(Posted April 17, 2023)

HUNTINGDON, Pa. – Juniata College has been awarded $1,199,981 from the Robert Noyce Teacher Scholarship Program of the National Science Foundation (NSF) to fund a project, “Energizing STEM Teaching Across Rural Schools II” (E-STARS II).

“We are grateful to the NSF for recognizing the quality of our efforts to prepare STEM teachers and for our commitment to our region and to strengthening rural education,” said Lauren Bowen, Provost. “The faculty leading this project are deeply committed to equipping future teachers with the knowledge and skills so they can lead as classroom teachers and empower their students.”

This project, led by Kathy Jones, professor of education, and co-leads Jamie White, William I. and Zella B. Book Professor of Physics and Leslie Leckvarcik, director of Juniata College’s Science in Motion Program is designed to address the national need for preparing highly-trained STEM (science, technology, engineering, and math) teachers in rural schools which often lack the resources for advanced science and math coursework and technologies.

“Juniata has long been known for having outstanding science programs, and with this we have always supported the growth of future STEM teachers in both our science departments and our secondary education program,” White said. “The need in Pennsylvania, as well as the rest of the country, for well-prepared STEM teachers is critical for our communities.  That we can support students through scholarships and professional growth opportunities as they pursue their goals to become STEM teachers in rural school districts, is perfectly inline with both Juniata’s goals and the goals of the National Science Foundation that is funding this initiative.” 

Through E-STARS II, prospective teachers will learn how to address the specific challenges and opportunities of rural schools and students by providing innovative and creative secondary science and math courses.

E-STARS II builds upon the success of Juniata’s initial Robert Noyce Teacher Scholarship Program-funded initiative E-STARS project.

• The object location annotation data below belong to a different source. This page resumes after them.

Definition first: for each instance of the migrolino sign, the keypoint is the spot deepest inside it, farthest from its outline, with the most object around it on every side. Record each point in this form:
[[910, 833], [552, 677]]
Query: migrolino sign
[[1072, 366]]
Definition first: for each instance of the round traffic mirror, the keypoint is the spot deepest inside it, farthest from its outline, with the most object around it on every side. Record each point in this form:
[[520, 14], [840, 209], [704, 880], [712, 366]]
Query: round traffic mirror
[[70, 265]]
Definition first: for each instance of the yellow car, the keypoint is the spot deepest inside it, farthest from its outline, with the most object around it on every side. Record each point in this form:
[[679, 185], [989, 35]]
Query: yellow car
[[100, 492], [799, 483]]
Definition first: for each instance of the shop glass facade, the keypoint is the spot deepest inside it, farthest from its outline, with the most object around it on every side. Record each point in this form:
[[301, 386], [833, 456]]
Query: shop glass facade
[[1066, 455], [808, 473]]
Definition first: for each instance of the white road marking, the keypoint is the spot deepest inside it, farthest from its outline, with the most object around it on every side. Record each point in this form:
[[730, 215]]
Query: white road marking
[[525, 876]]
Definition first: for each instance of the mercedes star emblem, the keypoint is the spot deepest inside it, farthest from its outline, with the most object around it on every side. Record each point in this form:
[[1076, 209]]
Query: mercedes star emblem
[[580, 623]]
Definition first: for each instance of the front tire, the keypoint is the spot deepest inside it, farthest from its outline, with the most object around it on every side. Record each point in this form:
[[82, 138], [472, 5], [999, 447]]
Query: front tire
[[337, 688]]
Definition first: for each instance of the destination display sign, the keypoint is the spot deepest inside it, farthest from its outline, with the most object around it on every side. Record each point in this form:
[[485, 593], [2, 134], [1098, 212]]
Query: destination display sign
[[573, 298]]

“We are so excited to be able to continue the work that we started with the initial E-STARS grant that meant scholarships, and summer internship awards for our students,” said Jones. “There is a shortage of STEM teachers, and our Juniata students are highly sought after. These additional funds make it easier for our students to also pursue study aboard opportunities and professional conferences. They will also be networking with young STEM teachers currently in the field.”

Over five years, E-STARS II will provide scholarships for 24 Juniata undergraduate juniors and seniors studying STEM secondary education. These future educators will be trained in culturally relevant and sustaining educational practices to ensure they provide and champion an equitable educational opportunity for all students, along with summer research and field placement opportunities.

The project includes partnerships with five local districts, Altoona Area School District, Huntingdon Area School District, Mount Union Area School District, Juniata Valley School District, and Tyrone Area School District, and integrates the Science in Motion program, which supports rural middle and high schools by providing mobile educators, equipment, and materials as well as professional development for teachers.

“The Science in Motion program is an excellent way for students to gain exposure to a variety of science teachers in a rural classroom setting,” said Leckvarcik.

The end goal of this work is to prepare students in rural areas, where the need for a strong, well-trained, and educated STEM workforce is a national priority, to pursue STEM disciplines in college and the workplace. Creating opportunities for a high-quality, equitable STEM education provides a foundation for future generations to succeed in this much-needed field.

Jones, White and Leckvarcik were joined in the grant application process by Kathy Westcott, Charles A. Dana Professor of Psychology, and supported by Katie Dickey, director of grants and foundation relations.

The Robert Noyce Teacher Scholarship Program supports talented STEM undergraduate majors and professionals to become effective K-12 STEM teachers and experienced, exemplary K-12 teachers to become STEM master teachers in high-need school districts. It also supports research on the persistence, retention, and effectiveness of K-12 STEM teachers in high-need school districts.